La FFR virtuelle représente une véritable révolution dans le domaine de la cardiologie interventionnelle en offrant une approche non invasive, rapide et précise pour l’évaluation de la physiologie coronaire. S’appuyant sur la reconstruction tridimensionnelle des artères coronaires à partir d’images de coronarographie, elle utilise des équations simplifiées de mécanique des fluides pour simuler le flux sanguin et estimer la réserve fractionnelle de manière virtuelle. Ce procédé permet ainsi d’obtenir une mesure équivalente à la FFR invasive classique, mais sans les contraintes liées à la manipulation d’un guide-fil et sans prolonger la durée de l’examen en salle de cathétérisme.
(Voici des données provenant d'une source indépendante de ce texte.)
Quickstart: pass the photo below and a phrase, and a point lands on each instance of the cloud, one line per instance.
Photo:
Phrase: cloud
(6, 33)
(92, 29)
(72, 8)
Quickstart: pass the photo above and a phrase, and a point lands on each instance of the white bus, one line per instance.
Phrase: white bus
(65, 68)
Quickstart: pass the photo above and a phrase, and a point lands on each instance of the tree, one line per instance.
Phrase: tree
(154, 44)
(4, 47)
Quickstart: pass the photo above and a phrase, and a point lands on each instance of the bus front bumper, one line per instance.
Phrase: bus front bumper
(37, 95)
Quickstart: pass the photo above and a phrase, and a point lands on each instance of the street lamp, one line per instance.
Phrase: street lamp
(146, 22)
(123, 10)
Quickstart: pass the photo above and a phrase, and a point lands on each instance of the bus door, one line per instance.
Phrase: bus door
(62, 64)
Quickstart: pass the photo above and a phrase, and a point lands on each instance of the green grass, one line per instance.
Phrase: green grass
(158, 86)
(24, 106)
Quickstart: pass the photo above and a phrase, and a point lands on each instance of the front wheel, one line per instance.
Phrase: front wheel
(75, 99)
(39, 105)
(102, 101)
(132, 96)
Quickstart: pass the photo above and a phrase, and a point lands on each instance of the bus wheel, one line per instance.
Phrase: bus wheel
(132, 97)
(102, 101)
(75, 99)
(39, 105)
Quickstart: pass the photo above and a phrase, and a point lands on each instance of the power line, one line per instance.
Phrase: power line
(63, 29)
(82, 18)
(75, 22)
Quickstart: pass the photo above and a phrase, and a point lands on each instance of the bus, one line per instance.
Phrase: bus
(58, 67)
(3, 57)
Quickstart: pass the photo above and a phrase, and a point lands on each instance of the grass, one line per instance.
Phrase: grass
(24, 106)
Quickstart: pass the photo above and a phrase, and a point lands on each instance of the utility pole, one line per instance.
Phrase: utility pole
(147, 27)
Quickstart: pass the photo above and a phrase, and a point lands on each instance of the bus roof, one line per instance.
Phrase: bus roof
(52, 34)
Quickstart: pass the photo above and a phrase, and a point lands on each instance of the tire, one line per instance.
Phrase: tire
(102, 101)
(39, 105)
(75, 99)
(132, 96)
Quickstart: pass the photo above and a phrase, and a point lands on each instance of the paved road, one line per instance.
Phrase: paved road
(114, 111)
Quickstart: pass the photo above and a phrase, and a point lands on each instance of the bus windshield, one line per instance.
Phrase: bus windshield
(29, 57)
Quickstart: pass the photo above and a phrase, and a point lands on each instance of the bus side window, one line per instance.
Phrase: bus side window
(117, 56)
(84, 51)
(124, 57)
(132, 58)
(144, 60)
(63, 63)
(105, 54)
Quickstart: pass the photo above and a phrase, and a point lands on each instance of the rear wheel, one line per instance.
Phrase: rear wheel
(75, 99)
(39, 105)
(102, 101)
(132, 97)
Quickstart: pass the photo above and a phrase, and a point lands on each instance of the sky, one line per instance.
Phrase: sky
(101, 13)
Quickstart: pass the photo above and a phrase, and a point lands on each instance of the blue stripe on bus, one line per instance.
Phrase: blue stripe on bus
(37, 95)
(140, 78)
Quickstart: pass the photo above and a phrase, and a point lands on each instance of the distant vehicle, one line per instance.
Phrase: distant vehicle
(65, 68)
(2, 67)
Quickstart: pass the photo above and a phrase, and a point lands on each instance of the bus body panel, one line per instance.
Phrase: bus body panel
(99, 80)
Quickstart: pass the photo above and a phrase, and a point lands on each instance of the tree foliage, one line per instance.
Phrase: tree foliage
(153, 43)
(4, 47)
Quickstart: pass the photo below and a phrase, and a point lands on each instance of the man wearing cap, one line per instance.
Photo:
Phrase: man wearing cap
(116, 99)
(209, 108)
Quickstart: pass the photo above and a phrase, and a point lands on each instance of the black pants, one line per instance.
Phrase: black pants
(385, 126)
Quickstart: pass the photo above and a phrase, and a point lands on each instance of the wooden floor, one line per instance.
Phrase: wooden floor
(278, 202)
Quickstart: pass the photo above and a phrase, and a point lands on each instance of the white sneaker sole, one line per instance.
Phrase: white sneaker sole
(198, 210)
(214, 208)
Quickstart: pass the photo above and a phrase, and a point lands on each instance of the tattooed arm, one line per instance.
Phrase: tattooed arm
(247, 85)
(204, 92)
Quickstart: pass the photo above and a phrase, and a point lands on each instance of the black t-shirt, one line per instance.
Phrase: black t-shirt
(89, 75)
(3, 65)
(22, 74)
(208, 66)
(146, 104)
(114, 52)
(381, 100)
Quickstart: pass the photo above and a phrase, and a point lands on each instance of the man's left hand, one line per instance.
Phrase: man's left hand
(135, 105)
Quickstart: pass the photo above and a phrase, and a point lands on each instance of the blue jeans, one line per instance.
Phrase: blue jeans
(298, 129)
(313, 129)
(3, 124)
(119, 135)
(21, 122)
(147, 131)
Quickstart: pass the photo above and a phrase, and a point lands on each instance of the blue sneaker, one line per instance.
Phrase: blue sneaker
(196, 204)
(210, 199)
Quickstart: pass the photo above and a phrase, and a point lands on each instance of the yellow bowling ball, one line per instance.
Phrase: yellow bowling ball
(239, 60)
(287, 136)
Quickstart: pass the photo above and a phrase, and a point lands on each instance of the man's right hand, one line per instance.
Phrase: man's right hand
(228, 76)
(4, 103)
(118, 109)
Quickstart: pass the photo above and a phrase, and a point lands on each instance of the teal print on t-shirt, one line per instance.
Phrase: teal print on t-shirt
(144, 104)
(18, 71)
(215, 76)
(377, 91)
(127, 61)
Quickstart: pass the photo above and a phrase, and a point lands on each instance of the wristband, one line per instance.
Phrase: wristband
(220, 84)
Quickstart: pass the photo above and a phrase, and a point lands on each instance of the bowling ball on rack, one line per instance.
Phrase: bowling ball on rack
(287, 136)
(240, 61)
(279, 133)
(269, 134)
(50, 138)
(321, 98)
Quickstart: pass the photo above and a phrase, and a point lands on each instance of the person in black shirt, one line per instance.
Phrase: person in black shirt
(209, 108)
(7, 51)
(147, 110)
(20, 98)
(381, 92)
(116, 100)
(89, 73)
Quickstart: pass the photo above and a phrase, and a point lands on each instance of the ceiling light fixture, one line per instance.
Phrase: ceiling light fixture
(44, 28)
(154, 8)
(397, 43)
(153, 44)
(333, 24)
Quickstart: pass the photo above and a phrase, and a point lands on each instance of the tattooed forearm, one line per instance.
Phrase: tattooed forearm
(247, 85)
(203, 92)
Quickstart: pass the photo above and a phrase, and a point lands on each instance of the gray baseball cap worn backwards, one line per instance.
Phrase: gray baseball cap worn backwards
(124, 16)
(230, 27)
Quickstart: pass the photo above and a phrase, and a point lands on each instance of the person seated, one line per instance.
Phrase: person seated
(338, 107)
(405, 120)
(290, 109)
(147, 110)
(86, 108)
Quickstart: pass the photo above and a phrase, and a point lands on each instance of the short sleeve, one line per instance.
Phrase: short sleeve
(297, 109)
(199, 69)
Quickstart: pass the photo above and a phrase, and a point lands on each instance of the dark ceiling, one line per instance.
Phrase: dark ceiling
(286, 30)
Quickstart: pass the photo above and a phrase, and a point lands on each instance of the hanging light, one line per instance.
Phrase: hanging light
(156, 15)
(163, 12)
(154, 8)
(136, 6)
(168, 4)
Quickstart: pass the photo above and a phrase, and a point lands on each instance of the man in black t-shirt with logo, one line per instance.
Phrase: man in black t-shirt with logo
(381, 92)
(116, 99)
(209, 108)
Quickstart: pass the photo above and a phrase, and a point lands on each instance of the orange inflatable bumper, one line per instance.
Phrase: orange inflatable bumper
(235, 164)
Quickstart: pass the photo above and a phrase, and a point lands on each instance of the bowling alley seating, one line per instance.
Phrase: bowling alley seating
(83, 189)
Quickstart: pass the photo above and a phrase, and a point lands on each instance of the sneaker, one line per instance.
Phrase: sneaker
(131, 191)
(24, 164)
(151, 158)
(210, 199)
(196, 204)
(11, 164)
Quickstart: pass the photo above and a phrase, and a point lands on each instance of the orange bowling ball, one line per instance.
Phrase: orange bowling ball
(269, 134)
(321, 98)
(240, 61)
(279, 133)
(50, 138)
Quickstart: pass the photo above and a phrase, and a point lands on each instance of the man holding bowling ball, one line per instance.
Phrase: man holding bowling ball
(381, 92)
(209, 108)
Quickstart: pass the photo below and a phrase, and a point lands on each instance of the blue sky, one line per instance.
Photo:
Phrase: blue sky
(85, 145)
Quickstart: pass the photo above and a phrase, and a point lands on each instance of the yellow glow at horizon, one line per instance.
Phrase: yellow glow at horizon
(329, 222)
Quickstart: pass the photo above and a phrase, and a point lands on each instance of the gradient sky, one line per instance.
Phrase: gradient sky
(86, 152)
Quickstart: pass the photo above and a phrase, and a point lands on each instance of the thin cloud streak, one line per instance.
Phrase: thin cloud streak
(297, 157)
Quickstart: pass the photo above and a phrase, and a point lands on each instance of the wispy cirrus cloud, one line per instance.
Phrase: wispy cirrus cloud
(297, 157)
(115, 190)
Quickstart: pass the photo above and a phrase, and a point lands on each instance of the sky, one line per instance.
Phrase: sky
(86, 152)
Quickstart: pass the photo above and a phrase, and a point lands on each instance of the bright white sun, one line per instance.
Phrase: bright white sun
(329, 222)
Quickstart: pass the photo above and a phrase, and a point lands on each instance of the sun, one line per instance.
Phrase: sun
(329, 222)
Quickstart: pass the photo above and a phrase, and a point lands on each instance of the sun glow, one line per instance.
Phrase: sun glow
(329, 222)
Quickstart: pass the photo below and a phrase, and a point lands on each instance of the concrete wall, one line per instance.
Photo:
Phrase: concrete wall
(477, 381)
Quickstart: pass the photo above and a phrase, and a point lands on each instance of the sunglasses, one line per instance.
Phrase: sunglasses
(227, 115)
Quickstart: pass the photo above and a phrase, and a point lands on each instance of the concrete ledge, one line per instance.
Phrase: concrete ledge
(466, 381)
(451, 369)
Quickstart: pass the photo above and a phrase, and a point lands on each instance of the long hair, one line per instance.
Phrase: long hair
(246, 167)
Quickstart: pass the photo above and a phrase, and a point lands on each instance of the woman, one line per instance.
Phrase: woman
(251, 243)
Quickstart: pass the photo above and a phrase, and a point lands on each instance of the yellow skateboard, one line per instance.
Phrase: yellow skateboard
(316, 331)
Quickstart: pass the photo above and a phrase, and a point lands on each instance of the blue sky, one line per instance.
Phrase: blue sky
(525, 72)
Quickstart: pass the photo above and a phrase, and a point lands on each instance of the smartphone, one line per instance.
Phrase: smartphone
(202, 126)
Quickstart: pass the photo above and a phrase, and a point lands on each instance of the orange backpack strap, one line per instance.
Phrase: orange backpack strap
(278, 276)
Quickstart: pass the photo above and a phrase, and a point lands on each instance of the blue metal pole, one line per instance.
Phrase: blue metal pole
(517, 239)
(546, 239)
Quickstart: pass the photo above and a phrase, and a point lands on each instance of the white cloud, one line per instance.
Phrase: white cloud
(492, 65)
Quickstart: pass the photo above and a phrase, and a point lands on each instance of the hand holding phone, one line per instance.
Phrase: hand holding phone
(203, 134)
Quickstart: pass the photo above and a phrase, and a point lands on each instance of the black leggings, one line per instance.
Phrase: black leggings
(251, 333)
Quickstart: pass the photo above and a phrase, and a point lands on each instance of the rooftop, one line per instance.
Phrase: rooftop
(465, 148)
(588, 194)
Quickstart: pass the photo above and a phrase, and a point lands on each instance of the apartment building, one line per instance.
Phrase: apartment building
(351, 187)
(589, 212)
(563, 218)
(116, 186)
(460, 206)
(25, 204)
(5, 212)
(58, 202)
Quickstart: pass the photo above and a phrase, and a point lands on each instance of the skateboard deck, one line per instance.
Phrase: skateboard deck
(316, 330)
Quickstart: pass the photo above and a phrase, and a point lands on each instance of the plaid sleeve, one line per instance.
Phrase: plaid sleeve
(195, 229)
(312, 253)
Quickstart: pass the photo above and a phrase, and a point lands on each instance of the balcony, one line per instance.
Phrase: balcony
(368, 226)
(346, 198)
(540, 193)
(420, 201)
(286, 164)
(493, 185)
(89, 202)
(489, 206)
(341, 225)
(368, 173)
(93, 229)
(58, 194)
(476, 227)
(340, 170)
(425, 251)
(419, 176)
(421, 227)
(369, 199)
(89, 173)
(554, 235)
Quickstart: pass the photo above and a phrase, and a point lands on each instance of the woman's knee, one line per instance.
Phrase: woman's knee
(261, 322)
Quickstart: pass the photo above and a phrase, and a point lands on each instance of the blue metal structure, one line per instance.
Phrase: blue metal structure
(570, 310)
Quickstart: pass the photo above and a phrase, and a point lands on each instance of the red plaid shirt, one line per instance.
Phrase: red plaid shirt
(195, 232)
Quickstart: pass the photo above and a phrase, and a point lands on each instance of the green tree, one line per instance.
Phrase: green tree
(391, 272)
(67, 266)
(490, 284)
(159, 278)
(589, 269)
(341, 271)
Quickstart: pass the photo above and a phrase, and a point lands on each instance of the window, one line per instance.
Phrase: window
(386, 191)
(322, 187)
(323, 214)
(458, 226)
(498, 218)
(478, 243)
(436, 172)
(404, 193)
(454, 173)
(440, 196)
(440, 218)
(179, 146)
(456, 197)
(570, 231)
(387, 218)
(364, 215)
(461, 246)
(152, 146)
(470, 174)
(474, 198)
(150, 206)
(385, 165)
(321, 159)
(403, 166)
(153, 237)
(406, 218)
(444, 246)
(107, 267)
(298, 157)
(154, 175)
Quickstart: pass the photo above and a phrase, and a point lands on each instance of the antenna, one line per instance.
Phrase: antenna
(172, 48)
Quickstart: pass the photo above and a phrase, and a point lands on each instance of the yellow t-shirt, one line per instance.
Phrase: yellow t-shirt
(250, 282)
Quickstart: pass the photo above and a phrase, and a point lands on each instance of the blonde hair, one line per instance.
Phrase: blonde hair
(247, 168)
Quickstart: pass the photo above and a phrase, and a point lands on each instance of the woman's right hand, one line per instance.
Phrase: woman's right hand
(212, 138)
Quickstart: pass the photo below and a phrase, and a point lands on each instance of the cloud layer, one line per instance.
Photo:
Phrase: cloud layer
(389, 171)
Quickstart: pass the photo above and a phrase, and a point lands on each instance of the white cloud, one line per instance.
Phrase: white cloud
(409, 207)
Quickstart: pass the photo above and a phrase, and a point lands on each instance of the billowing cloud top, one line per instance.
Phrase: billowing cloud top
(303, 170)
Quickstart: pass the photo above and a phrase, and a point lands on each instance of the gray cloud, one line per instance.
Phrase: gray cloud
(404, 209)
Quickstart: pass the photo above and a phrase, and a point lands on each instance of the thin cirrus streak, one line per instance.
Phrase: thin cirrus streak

Lors de la présentation, plusieurs modalités de FFR virtuelle ont été détaillées, chacune reposant sur des approches techniques légèrement différentes, que ce soit par le nombre de projections coronarographiques nécessaires, la nature des données physiologiques fournies au modèle (pression aortique, débit), ou encore la sophistication des équations de mécanique des fluides employées. Malgré ces différences, les études cliniques montrent une bonne corrélation avec la FFR invasive traditionnelle, avec des biais diagnostiques réduits, ce qui suggère une prochaine normalisation de leur usage en pratique courante. En particulier, la QFR, qui est l’une des technologies les plus étudiées, bénéficie d’études de suivi clinique encourageantes démontrant des bénéfices concrets dans la prise de décision thérapeutique.
Par ailleurs, les avancées récentes intègrent de plus en plus l’intelligence artificielle, comme dans la microFR, améliorant la précision de la modélisation en tenant compte des bifurcations et des collatérales coronaires. La simplicité d’utilisation, avec parfois une seule incidence nécessaire, couplée à des temps de calcul réduits à quelques minutes voire secondes, promet un déploiement facile et rapide au sein des structures hospitalières. Néanmoins, certaines limites subsistent, notamment l’exigence d’une imagerie coronarographique de qualité optimale sans superposition ni mouvement excessif du patient, ainsi que la nécessité de mieux comprendre l’impact des altérations de la microcirculation sur la justesse des mesures virtuelles.
Enfin, cette technologie est encore en pleine évolution, avec plusieurs grandes études cliniques en cours qui devraient consolider son rôle dans la prise en charge des patients coronariens. Le profil favorable en termes de gain de temps, réduction des complications et précision diagnostique en fait un outil d’avenir incontournable dans l’évaluation fonctionnelle des lésions coronaires, susceptible de remplacer progressivement la FFR invasive, tout en intégrant des aspects dynamiques et physiopathologiques plus larges, comme la microcirculation. Ce passage du manuel au virtuel illustre parfaitement la tendance actuelle vers des méthodes de diagnostic plus simples, plus rapides et moins invasives, offrant un meilleur confort aux patients et une efficacité accrue pour les cardiologues interventionnels.